On my way to work today, I realized that I drive by her house every day. People are leaving notes and flowers on her porch.
With this realization, C had had a flash of inspiration. Her plan was simple: she was offering to deliver any messages any of us wanted to send to Elizabeth Warren. If we could email our message to C by 5, she’d print them all out and then drop them on Warren’s porch as C made her way home from work.
Obviously, this was one of those offers that could not be refused.
Here’s a photo C sent of all our messages bundled together before they were delivered*:
I toyed with the idea of sharing my message to Warren here on JALC, but I decided against that.
It’s not that I said anything especially profound, because good Gaia that was not the case. My heart was so full, I was barely able to put together sentences. And I’m sure what sentences I did put together were more platitudes than punditry.
And that’s okay. Because however awkward the phrasing, I was writing from the heart. And even if the note only gets read by someone on Warren’s staff, this small endeavor has been so healing for me today.

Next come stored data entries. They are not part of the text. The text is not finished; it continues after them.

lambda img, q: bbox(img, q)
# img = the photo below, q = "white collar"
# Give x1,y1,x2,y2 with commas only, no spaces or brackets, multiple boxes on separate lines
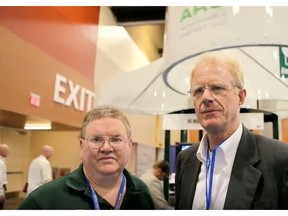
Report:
196,123,243,164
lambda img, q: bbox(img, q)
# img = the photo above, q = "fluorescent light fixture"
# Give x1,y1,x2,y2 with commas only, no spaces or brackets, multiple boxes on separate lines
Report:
24,123,52,130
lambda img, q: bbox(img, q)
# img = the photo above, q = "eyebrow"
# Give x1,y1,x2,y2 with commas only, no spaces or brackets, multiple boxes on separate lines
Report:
193,81,231,86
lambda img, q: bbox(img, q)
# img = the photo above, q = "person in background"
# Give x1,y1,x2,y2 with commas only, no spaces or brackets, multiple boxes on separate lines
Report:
26,145,54,196
18,105,155,210
0,144,9,210
140,160,172,209
175,51,288,210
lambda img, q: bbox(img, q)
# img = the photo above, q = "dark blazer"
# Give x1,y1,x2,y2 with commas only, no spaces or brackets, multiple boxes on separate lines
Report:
175,125,288,209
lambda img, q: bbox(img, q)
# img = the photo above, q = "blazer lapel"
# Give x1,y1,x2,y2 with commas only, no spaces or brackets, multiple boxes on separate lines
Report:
224,126,262,209
181,149,201,208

It’s not just about having a chance to express my sorrow and admiration to Senator Warren, or about getting to tell her I will be at the very front of the line to hear her when she does share her thoughts about the role of sexism in the 2020 presidential race.
(Though don’t get me wrong: both of those things were plenty cathartic.)
A big piece of today’s healing for me was the sense of community. The tangible reminder that no, I am not in this alone and that we can be stronger together.**
C putting two and two together as she saw Warren’s neighbors leaving tokens of support and thanks and comfort. The incredible generosity of her reaching out to all of us in her circle of friends and family. To give us a chance for our expression and catharsis—and to give Warren a chance to hear from more supporters, from all our different locations and our life circumstances. (Including my husband, who wrote his own note that I sent as part of my email to C.)
And the pictures C sent us of all the chalk messages that are building up on the brick sidewalks.
- Your campaign meant so much to me
- It’s what girls do
- Cambridge loves you
- Love you, Queen
- You continue to give me hope
- Thank you
- Thank you
- Thank you
This has all helped remind me about the better angels of our human nature, to restore just a little bit of my faith in humanity.
My heart is a little bit more healed after this experience than it was before it.
And that’s a wonderful gift to have received today.
* You will notice that none of these first names actually begin with a “C.” Yes, Virginia, I deliberately chose an initial-cum-pseudonym that doesn’t match anything on the envelope. It seemed the best way to protect my friend’s privacy until and unless she tells me she’s comfortable being represented in this story by name.
** Whoops. Didn’t mean to metaphorically name-check the 2016 campaign, there. But I’ma leaving that sentiment unedited.